Morning all, I was belated reading the older thread on e-scooters, and there was a comment about Wellington Council's duties under s37 which got me thinking, especially in light of what is going on in Auckland at present.
I think we will all agree that Lime is a PCBU but does Lime have any duties under HSWA to a user of its service/property (ie 'other persons') when the wheels of scooter lock during use and the user is badly injured?
In terms of section 36(2) HSWA, is the provision of a service by Lime ‘work carried out as part of the conduct of the PCBU’ in terms of subsection (2)? Work is not defined under HSWA, but perhaps the term is wide enough to mean ‘a task or tasks undertaken’ by Lime (even if that is simply via the ‘juicers’ who are engaged casually or as contractors to collect, charger and re-distribute Lime’s property.
My gut feeling is that be a stretch though, given the purpose of HSWA and its application to work and workplaces. Certainly, I do not think it could be any of the other duty under HSWA as these all flow from the workplace e.g. an upstream duty re supplying plant, or the s37 duty as it the places Lime scooters are used do not fit nicely at all within the definition of workplace, and using the Court's guidance on s37 in the Athenberry decision.
In terms of a Council, we have a PCBU, who has granted a license to Lime (as I understand rather superficially) to trial its services in public spaces. Does it have any duties under HSWA to the public who use the Lime scooters? Again, intuitively, I think it would be a stretch under HSWA to fit AC within s36(2) but, that said, what is the ‘work carried out’ in terms of sub (2)?
Granting a license is part of the tasks a Council undertakes. If you could squeeze through that gate, s30 would be likely to operate to limit the extent of the duty, but who’s to say Council cannot limit the grant of a license to require Lime to provide, say, PPE for end users to use with the scooters?
I think on balance it'd be unusual to see WorkSafe attempting to regulate in this area, but I'd be interested to hear your thoughts on my analysis above.
I doubt WorkSafe would come within sniffing distance of those two scenarios, but there is a third which would give Lime's lawyers conniptions. Regarding the 'juicers', Lime is specifying the tasks they are to perform and is paying them. If a juicer is injured while carrying out his or her juice tasks, there is no reason why WorkSafe should not investigate - or is there?
Welcome to the gig economy, which H&S regulators the world over are struggling to get to grips with.

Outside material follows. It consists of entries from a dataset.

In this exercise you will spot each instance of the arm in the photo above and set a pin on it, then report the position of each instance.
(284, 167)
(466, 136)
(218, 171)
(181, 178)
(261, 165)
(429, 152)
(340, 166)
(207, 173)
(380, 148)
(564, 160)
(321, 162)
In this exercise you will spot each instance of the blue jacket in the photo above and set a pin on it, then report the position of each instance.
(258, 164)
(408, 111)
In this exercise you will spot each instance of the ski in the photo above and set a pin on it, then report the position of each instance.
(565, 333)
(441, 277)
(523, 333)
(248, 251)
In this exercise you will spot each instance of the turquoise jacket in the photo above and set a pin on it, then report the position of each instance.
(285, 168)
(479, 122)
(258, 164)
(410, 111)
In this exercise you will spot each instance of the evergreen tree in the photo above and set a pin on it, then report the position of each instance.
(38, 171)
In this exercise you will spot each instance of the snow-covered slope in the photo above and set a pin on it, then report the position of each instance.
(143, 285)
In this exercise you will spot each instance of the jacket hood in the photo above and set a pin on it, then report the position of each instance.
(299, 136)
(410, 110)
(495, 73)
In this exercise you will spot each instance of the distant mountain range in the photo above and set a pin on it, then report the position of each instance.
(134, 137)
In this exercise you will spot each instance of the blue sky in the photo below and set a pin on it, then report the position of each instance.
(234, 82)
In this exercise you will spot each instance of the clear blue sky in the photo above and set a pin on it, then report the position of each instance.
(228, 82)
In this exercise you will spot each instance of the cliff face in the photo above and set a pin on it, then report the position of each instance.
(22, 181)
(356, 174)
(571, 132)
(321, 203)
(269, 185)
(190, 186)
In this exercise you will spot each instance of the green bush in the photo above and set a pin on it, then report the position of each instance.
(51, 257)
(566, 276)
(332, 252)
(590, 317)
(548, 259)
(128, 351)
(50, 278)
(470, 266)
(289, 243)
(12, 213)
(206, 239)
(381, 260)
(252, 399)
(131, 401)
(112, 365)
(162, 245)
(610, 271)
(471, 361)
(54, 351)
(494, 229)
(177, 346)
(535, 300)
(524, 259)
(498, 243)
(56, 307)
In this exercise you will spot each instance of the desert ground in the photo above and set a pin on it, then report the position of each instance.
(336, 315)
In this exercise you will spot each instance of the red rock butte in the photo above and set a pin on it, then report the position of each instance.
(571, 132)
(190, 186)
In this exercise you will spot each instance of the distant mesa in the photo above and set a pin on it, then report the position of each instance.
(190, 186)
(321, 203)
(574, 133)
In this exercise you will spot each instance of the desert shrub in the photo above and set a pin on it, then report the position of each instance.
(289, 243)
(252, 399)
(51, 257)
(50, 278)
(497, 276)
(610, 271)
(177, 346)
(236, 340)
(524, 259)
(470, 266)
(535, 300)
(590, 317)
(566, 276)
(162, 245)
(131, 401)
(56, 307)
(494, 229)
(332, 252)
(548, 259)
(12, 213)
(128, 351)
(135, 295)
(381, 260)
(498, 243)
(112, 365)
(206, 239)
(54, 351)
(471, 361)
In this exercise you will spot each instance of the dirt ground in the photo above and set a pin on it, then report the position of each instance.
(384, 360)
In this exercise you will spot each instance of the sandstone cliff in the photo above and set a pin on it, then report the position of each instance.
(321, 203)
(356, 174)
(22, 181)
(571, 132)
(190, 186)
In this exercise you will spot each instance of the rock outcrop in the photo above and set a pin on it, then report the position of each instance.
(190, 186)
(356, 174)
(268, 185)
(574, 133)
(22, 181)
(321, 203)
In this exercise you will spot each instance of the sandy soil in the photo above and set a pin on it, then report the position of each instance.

It seems to me that Lime only has duties when juicers are doing their work, and when maintenance is being done on the scooters (whether by juicers or anyone else). Otherwise, the connection Sam is trying to draw to work seems too remote. I agree with Peter that WorkSafe is not likely to see this as a priority, and suspect that no one else will bring it to court either as the ACC regime effectively protects Lime against almost any claims for personal injury. In that respect, setting up in NZ was a great choice of test location by Lime.
I'm struggling to work out how Lime can influence how their contractor carries out the work.
My customers cannot effectively control what I do at my own work premises - they're not responsible for OOS injuries that I encounter.
Logically, since a 'Juicer' is performing a task for hire or for reward, if they were testing the unit and the wheels locked, then it would be something that required examination to determine whether or not Lime had prior knowledge of the adverse event having occurred before the incident with their 'Juicer'. In the event of the prior knowledge of a problem, then there would logically be a case to answer.
On Radio NZ Checkpoint today, they interviewed a Auckland Councillor (I forget who - maybe Chris Darby?), and he identified that Lime had said they had no knowledge of events occurring prior to a couple of weeks ago. Checkpoint raised the point that they had interviewed people who claimed to have experienced the wheel locking last year. Lime has claimed that they were not notified of these earlier events. If it could be established that these incidents last year had been notified to Lime, and that Lime did not act on those events, and that further, a Juicer was injured by a wheel-lock event, then Lime has a case to answer.
I think the sequence there is logical...
I had another look at the Act.
Section 37(1) seems to me to cover a local authority who manages or controls a workplace such as a footpath. I think that section 37(4) limits that duty in such a way as to leave wide open the duty of a local authority.
Section 42 imposes a duty on (in this case) Lime in relation to "plant that could be used at a workplace" and extends the duty to 42(2)(f) "persons who are at or in the vicinity". If a juicer who is at work or a Lime user is at work and harms such other people there would seem to me to be a breach.
Maybe there is a proper lawyer out there who can comment?
Hi Chris, I do not think that a footpath is a workplace for a local authority unless work, in more than a transitory sense, is being carried out on it so s37 is out.
For the same reason, I would disagree that s42 would apply to Lime as it is confined to plant that is used or could be reasonably expected to be used at a workplace. Again, the definition of workplace in s20 and the District Court's comments in the Athenberry decision do not sit tidily with a footpath as a workplace.
I think Peter and Greg have hit the nail on the head in responding to my original post - interesting, but a bridge too far!